The Criminal Courts of Justice, Dublin

The Criminal Courts of Justice, Dublin


THE Special Criminal Court has heard that businessman Steve Collins was the intended target when his son Roy was murdered on the southside of the city more than five years ago.

Two Limerick men have gone on trial at the non-jury court accused of murdering the 35-year-old at the Coin Castle Amusements arcade, where he worked, on April 9, 2009.

Wayne Dundon, aged 36, of Lenihan Avenue, Prospect and Nathan Killeen, aged 24, of Hyde Road, Prospect only spoke in court this morning to confirm their names and formally plead not guilty.

Opening the trial, Michael O’Higgins SC, prosecuting, said it will be alleged that both men were involved in a common design and joint enterprise, which resulted in the killing of Roy Collins.

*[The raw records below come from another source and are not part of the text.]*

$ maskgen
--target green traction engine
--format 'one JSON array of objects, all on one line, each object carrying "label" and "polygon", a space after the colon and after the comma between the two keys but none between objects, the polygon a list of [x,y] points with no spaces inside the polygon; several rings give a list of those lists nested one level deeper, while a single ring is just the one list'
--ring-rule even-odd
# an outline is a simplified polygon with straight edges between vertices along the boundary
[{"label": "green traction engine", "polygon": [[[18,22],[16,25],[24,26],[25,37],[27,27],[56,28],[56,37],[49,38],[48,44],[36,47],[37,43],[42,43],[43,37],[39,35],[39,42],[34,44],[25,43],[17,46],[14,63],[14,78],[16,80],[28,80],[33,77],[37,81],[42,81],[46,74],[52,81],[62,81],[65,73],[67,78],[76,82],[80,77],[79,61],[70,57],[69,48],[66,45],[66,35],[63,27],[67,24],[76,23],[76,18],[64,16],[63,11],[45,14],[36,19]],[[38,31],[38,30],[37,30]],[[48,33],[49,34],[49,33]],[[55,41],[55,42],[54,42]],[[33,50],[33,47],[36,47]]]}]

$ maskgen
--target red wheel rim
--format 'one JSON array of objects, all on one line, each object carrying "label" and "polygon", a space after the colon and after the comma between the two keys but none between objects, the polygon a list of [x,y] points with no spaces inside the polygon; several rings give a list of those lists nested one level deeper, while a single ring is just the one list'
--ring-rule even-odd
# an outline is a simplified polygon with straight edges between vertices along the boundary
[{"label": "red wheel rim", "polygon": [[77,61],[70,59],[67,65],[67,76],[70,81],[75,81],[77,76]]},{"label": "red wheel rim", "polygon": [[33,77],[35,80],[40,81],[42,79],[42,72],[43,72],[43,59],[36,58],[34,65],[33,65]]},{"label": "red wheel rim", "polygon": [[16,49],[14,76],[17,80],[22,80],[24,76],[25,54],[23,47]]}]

It is alleged that Mr Dundon was “designer and director” of the murder from his cell in Wheatfield prison and that Mr Killeen was the driver of the getaway car.

The gunman - James Dillon - is currently serving a life sentence and Mr O’Higgins said he would not trouble the court during the trial, which is expected to last several weeks.

The three judges - Ms Justice Iseult O’Malley, sitting with Judge Margaret Heneghan and Judge Ann Ryan - were told the State intends offering evidence from five key witnesses during the trial.

These include Gareth Keogh-Collins, his sisters Lisa and April as well as Anthony “Noddy” McCarthy and his brother Christopher McCarthy.

It is the prosecution case that in the days leading up to the murder, a car was stolen, a firearm organised and that Nathan Killeen was instructed to be the driver for James Dillion.

It is alleged the pair were told to go to the Steering Wheel bar and “whack Steve Collins in the pub”.

Mr O’Higgins said he expects that Gareth Keogh-Collins will testify that he was asked to be the driver and was offered up to €20,000 and heroin to carry out the hit, but that he refused to get involved.

Mr O’Higgins said evidence will be given by Anthony “Noddy” McCarthy, who is serving life in prison for the murder of Kieran Keane, that he overheard Wayne Dundon on the phone on the morning of the murder telling “James Dillion to go down and do Collins”.

Noddy McCarthy, he said, will also give evidence that he heard Dundon speak to his brother Dessie on the prison hallway in the wake of the murder saying that “Steve Collins thought I was joking”.